Bangui, 21 Décembre – Leila Zerrougui, la Représentante spéciale pour les enfants et les conflits armés, Adama Dieng, le Conseiller spécial pour la prévention du génocide et Nancee Oku Bright, représentant la Représentante spéciale sur la violence sexuelle dans les conflits appellent les autorités de la République centrafricaine, les collectivités locales et la communauté internationale à prendre des mesures d’urgence pour empêcher le pays de sombrer dans un conflit sectaire à grande échelle et à protéger la population civile des atrocités en cours, particulièrement les femmes et les enfants.

Avec en toile de fond l’attaque du 5 décembre dernier dans la capitale, et les actes de représailles qui ont suivi, faisant des centaines de morts, les trois représentants de l’ONU se sont rendus à Bangui et Bossangoa pour évaluer l’impact de la crise qui frappe le pays depuis la fin de 2012 ainsi que la situation sécuritaire, humanitaire et des droits humains. Ils ont rencontré le chef de la transition, le Premier ministre et le Conseil national de transition, le corps diplomatique, des chefs religieux, la société civile, des groupes de femmes, des victimes de violations de droits humains, la communauté humanitaire et les fonctionnaires des Nations Unies qui travaillent dans le pays.

Les affrontements entres des éléments armés, particulièrement des ex-Séléka et anti-Balaka, ont entravé la cohésion sociale et incitent à la haine entre les deux communautés. Les représentants de l’ONU sont alarmés par les nombreux rapports d’attaques et d’actes de représailles contre la population civile, perpétrés principalement pour des motifs religieux.

« Compte tenu de la gravité des violations qui se poursuivent en toute impunité, la RCA pourrait devenir le théâtre de crimes atroces.
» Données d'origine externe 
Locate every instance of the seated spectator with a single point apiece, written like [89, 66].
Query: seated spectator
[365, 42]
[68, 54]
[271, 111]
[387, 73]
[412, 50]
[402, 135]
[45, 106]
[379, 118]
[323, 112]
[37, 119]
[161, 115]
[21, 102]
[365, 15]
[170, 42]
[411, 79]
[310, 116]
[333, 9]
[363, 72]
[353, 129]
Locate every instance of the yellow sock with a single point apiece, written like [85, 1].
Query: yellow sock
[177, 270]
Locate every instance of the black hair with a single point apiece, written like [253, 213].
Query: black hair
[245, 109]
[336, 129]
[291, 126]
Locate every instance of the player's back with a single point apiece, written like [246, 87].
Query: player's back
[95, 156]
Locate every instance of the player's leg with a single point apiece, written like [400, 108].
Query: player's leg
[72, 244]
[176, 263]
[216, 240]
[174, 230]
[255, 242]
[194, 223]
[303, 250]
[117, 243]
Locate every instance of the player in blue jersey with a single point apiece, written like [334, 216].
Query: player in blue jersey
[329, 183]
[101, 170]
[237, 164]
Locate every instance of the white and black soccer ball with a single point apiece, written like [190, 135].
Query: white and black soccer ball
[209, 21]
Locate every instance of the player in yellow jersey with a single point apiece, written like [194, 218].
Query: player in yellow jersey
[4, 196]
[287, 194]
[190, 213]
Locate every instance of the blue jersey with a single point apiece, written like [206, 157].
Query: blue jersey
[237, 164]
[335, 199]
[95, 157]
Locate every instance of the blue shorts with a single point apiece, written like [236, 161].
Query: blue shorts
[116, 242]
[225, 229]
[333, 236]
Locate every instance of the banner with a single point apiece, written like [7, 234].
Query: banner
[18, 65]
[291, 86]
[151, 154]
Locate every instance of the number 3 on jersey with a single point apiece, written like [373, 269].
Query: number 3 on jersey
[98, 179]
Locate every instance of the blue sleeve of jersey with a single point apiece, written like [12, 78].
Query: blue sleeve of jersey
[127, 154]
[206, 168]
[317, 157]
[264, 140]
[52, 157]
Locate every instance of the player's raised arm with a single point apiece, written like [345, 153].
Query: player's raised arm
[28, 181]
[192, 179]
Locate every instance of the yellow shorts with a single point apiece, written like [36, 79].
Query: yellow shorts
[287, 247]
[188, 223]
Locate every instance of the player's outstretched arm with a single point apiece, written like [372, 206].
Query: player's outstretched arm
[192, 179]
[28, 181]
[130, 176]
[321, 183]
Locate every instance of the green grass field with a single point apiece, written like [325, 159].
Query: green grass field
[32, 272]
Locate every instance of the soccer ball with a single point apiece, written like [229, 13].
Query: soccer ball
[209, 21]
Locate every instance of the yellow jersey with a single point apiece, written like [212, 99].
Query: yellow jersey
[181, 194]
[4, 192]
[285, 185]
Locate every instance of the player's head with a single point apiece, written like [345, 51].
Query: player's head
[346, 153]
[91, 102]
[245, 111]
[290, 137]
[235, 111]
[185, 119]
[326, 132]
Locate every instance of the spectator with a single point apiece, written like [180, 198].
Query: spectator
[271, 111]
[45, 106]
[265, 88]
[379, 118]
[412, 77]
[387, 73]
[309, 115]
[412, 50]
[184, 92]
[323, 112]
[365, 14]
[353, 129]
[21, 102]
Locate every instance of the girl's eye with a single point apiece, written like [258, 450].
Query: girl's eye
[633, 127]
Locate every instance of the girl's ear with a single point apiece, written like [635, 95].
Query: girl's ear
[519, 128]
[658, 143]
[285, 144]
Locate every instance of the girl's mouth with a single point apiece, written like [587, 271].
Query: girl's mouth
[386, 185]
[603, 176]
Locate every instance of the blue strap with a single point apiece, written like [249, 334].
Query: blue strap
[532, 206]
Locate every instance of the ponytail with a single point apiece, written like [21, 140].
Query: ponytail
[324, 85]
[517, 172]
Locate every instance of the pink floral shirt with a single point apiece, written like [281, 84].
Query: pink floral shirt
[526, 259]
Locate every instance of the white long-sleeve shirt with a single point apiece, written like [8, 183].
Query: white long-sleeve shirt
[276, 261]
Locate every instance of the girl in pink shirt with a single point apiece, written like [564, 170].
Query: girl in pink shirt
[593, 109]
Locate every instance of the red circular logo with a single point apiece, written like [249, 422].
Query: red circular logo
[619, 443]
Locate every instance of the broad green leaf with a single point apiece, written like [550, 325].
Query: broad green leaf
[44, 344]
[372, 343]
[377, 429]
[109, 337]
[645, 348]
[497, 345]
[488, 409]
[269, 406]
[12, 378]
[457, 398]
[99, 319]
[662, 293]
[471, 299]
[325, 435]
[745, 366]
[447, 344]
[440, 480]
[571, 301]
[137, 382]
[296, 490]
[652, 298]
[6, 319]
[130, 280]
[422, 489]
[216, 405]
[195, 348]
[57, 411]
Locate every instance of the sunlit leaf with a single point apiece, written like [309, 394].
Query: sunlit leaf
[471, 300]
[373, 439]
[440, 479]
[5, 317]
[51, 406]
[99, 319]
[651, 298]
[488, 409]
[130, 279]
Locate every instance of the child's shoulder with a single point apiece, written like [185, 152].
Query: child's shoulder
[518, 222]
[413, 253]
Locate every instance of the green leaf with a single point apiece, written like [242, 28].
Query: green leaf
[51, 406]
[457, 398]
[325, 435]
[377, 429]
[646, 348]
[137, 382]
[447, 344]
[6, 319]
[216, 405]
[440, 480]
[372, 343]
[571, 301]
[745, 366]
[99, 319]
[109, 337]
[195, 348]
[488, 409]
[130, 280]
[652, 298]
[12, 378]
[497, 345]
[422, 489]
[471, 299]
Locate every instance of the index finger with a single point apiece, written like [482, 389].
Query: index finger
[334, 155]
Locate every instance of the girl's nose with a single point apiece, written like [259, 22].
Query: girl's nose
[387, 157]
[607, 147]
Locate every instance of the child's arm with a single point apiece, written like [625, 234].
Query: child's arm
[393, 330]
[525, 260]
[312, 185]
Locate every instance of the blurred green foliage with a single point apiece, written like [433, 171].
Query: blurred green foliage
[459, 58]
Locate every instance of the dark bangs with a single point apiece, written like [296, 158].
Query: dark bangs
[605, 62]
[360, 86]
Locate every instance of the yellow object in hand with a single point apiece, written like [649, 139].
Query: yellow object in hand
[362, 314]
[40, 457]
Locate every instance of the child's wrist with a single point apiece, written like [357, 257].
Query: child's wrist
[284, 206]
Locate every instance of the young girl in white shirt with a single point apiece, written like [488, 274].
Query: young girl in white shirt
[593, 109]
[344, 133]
Pour éviter le pire des scénarios, il faut prendre des mesures urgentes pour arrêter la violence et les responsables doivent répondre de leurs actes devant la justice », a déclaré Adama Dieng.

Depuis le début du conflit, les enfants du pays sont tués, mutilés, recrutés, victimes de violence sexuelle et utilisés par des groupes armés. Ils sont contraints d’abandonner leurs foyers, dans certains cas, séparés de leurs familles. Les écoles ont été pillées, les professeurs victimes de violences et les salles de classes occupées par des groupes armés. L’UNICEF estime que 2,3 millions d’enfants sont affectés par la crise, dont des milliers recrutés ou re-recrutés par des groupes armés.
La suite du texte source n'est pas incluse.